El día señalado, temprano, fue a la armería y compró cuatro cajas de cartuchos de postas del calibre 12. De vuelta a casa estuvo aceitando las dos escopetas y cambiándoles el cargador convencional por otro más largo –no era cazador y odiaba matar animales, pero vivía en un chalet de las afueras y siempre le pareció oportuno tomar precauciones–. Cuando estuvieron listas, cargó las escopetas, que eran una Remington y una Mossberg, ambas de corredera: seis cartuchos en cada cargador y uno en las recámaras. Después sacó del armario, envuelta en trapos aceitados, la pistola Astra del 9 largo que su padre había usado en la Guerra Civil, con el cargador largo de 16 balas, a las que añadió una en la recámara. Lo metió todo en una bolsa, hizo una comida ligera y durmió dos horas y media de siesta.
Condujo al anochecer hasta el lugar señalado, que era un almacén casi en ruinas en una barriada marginal. Detuvo el coche, apagó las luces y aguardó con un termo de café. La información era exacta y los vio llegar poco a poco. Casi todos eran hombres, y sólo dos o tres mujeres. Varios tenían aspecto peligroso y se había informado bien sobre ellos: posiblemente alguno fuera armado. Aguardó en la oscuridad hasta que consideró llegado el momento, y entonces se metió la pistola en el cinturón, se colgó una escopeta al hombro, empuñó la otra después de quitarle el seguro a las tres armas y con paso tranquilo se dirigió al almacén.
Disparó primero a los que estaban de guardia en la puerta.
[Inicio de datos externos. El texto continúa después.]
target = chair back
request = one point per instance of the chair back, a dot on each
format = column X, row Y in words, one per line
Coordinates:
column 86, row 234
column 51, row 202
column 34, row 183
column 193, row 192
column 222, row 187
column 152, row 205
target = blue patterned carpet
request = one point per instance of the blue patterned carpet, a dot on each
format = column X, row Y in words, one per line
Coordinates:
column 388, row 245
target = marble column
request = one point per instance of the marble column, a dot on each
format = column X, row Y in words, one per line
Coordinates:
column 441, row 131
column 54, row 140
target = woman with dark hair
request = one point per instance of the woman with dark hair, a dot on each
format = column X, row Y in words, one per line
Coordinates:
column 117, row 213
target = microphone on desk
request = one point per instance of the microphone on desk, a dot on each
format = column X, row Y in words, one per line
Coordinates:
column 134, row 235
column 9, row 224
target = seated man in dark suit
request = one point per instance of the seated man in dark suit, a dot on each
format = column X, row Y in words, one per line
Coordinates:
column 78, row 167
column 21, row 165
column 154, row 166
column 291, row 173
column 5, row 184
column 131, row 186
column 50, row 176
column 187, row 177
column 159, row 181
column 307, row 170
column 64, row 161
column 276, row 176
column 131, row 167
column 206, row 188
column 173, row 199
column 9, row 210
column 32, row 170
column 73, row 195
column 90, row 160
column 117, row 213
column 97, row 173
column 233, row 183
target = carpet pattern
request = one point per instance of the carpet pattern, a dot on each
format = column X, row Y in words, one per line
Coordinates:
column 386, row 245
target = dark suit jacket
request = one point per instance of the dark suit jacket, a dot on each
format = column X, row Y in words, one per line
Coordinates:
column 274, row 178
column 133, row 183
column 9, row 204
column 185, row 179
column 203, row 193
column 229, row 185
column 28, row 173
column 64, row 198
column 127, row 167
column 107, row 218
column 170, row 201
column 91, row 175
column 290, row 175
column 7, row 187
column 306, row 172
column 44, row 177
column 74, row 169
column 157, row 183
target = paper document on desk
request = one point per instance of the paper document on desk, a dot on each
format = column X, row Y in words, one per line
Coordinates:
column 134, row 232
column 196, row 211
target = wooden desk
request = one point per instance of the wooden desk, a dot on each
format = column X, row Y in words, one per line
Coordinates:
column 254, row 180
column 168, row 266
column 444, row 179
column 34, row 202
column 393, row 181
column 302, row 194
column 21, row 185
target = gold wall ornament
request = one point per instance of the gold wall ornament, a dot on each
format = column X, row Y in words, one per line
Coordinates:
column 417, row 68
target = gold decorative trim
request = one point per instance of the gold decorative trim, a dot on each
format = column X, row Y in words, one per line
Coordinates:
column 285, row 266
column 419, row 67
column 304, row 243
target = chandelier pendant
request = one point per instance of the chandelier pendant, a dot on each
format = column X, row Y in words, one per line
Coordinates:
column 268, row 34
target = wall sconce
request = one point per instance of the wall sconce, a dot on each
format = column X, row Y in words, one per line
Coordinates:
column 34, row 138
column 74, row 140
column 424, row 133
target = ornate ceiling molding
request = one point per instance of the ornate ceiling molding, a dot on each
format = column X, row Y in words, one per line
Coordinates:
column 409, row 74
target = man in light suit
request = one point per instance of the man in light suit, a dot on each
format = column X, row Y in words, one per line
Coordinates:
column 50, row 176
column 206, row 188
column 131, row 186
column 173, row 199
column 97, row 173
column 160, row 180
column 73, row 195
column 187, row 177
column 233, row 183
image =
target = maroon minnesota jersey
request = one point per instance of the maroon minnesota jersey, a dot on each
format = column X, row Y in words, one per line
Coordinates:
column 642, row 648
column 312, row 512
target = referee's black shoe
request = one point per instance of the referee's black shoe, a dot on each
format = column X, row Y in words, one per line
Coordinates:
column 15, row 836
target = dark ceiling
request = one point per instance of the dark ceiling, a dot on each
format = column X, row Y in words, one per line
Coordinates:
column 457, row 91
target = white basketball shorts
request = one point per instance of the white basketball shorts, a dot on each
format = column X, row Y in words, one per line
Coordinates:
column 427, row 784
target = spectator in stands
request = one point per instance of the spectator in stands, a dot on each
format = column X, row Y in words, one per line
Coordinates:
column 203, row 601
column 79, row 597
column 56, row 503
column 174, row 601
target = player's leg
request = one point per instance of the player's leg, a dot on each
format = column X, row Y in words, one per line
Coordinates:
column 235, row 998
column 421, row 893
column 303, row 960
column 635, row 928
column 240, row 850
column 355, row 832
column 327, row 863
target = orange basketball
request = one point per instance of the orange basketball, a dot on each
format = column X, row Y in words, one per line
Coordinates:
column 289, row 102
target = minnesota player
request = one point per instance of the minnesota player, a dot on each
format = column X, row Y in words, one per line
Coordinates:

Un sólo taponazo de postas a bocajarro los reventó a los dos. Cruzó el umbral y vio, en el interior, a una treintena de personas en torno al círculo de arena donde dos perros se mataban a dentelladas entre gritos de entusiasmo e intercambio de apuestas por parte de los espectadores. Había una mujer con un manojo de billetes arrugados en alto, animando el espectáculo. Le disparó primero a ella y a los que estaban cerca –el desparrame de la andanada de postas resultó devastador–, y luego, accionando la corredera, disparó los otros cuatro cartuchos a mansalva, moviendo el arma en semicírculo. Tiró la escopeta vacía, se descolgó la otra y repitió la operación sobre los que huían despavoridos: con seis disparos alcanzó a muchos por la espalda, y el último cartucho lo empleó en arrancarle media cabeza a un fulano que había sacado una pistola. Luego dejó caer la segunda y ya inútil escopeta, empuñó la Astra y se paseó por la escabechina rematando a los heridos que gemían y se arrastraban en charcos de sangre. También, entristecido, tuvo que sacrificar a los dos perros, que habían sido alcanzados en el tiroteo. Con una última mirada hizo balance: dieciséis muertos no era una mala cifra. Se habría dado por satisfecho con menos.
Salió a respirar el aire de la noche. Nunca en su vida se había sentido tan aliviado, tan bien. Tan en orden con la vida y la muerte. Estuvo un momento inmóvil ante la puerta del almacén, disfrutando de la sensación. Al cabo sacó un paquete de tabaco, encendió un cigarrillo, el primero en veinticinco años, y aspiró el humo con deleite mientras escuchaba acercarse las sirenas de la policía.